On the bill of one cap are the signatures of Ty Cobb and Babe Ruth. A pepper toss away is a one-penny mutascope with a frame-by-frame account of Bobby Thomson's "Shot Heard 'Round the World," the blast that sunk the World Series hopes of the Brooklyn Dodgers on Oct. 3, 1951. There are some 500 items with Ruth's signature and another thousand with Joe DiMaggio's. There's Ruth's last bat, a 40-ounce club that he used to mash three homers in a game in Pittsburgh in 1935. Spend 10 minutes among Halper's collection and you will grow tired of gawking and saying "no one else has this piece."
But it's true. Halper, 57, owns the largest, most spell-inducing collection of baseball memorabilia in the world, a good part of it filling every nook of five rooms in his home. He even has a mounted lock of Ruth's hair, with an inscription reading "I guarantee that the enclosed hair is my own, George Herman Ruth." Barry Halper is the Ayatollah of Acquisition, the Baron of Barter, the Papa of Procurement. If the Baseball Hall of Fame in Cooperstown, New York, offered its museum spread for Halper's straight up, Halper might reject the proposal. He could demand additional compensation. Maybe cash, two draft choices and a player to be named later.
"Look at these cigar boxes," Halper says, pointing to a shelf display. Honus Wagner and Cap Anson are illustrated on the lids. It was commonplace for sports heroes to appear inside the covers in the early part of the century. A photo of a smiling Ruth shows him smoking a cigar and holding a sign that says "Vote for Al Smith." There's a poster of "The Big Cat," Johnny Mize, urging us to "Smoke the Ultimate Cigar: Macanudos."
Most impressive of all is a sheet of paper bearing the signatures of all 15 sluggers who hit 500 homers. Centered on a poster board, the sheet is surrounded by each player's autographed baseball card. No one but Halper has the signatures of the 15 legends together, mostly because the 500-homer players' careers--from Ruth to Eddie Murray--span 83 years of baseball history.
Despite his awesome accumulation, Barry Halper is not a typical example of what's happening with the business of baseball collecting. The "hobby" includes cheats and those who would trade their mother for a 1952 Mickey Mantle Topps card. What's happening out there?

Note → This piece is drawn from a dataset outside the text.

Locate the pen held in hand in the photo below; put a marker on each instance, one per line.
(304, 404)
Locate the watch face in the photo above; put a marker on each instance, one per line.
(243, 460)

"It's disgusting," says Halper with the emotion of someone who watched a favored child turn bad. "I always say, wherever there's money to be made, it promotes thievery. People take a fake signature and put it in a picture with Mickey Mantle and sell it for $500. I can tell most of the time, but I've also been fooled." As evidence, he shows me a Mantle item, pointing out how the connection of the "n" and the "t" in Mantle's signature is suspect.
Then there was the fiasco involving Lou Gehrig. Babe Ruth had stationery that said "Babe Ruth, New York" across the top. Using this idea, one recent swindler had stationery printed that read "Lou Gehrig, New York" across the top. In a typed letter to an unknown person named George, Gehrig writes, "Bet on us to win the AL East this year." Someone going to this length to defraud people should realize that there was no AL East until 1969, 31 years after Gehrig's alleged letter was written. Halper adds a second evaluation of the forgery: "Gehrig's real stationery read 'Lou Gehrig Larchmont, New York' across the top." Larchmont was the town in Westchester County that Gehrig called home.
The industry scandals will continue. Fake signatures, phony authenticity certificates, out of sight prices for big-name autographs, surly behavior from the athletes--the baseball collectibles enterprise is a veritable Field of Schemes. Just ask Mark Jordan.
Jordan is the owner of Mark Jordan Inc., a business located in The Ballpark in Arlington, Texas, where the major league Rangers play. His business is authenticating and selling signatures. Jordan, 42, got his start in 1967, the first of five years as a batboy in St. Petersburg, Florida. "That's when I got real interested researching what was good and what was not," Jordan says. "Some of the unauthentic signatures around are pieces that bat boys and clubhouse and p.r. people sign for players.